Scoop - Freihältebedürfnis goes to the ECJTuesday, 27 February 2007
The IPKat has just heard from his good friend Gino van Roeyen BANNING that the dispute between Adidas and H&M, which has been keenly fought out before the Dutch Hoge Raad (Supreme Court), is going to the European Court of Justice for a preliminary reference of three questions:
- To establish the scope of protection of a trade mark consisting of a sign that has no distinctive character ab initio or an indication that meets the definition in Article 3(1)(c) of Council Directive 89/104 on the approximation of the trade mark law of member states, but where that sign/indication has acquired distinctiveness through use and has been registered, should consideration be given to the general interest that the availability of certain signs be not unjustifiably restricted for other market parties who offer the particular goods or services (Freihältebedürfnis)? [sorry about the English - this is a mixture of Gino's English and Jeremy's editing]

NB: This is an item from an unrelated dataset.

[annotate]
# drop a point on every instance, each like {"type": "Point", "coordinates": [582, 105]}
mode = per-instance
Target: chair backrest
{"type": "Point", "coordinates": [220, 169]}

- If the answer to Question 1 is "yes", does it make a difference if the relevant public observes those signs as signs to distinguish goods, or as mere embelishment of the goods?
- If the answer to Question 1 is "yes", does it make a difference if the sign that the trade mark owner attacks is devoid of distinctive character as meant in Article 3(1)(b) of the Directive, or as an indication as meant by Article 3(1)(c) of the Directive.
Willem Hoyng (Howrey) and Gino van Roeyen (BANNING) defended the case for H&M.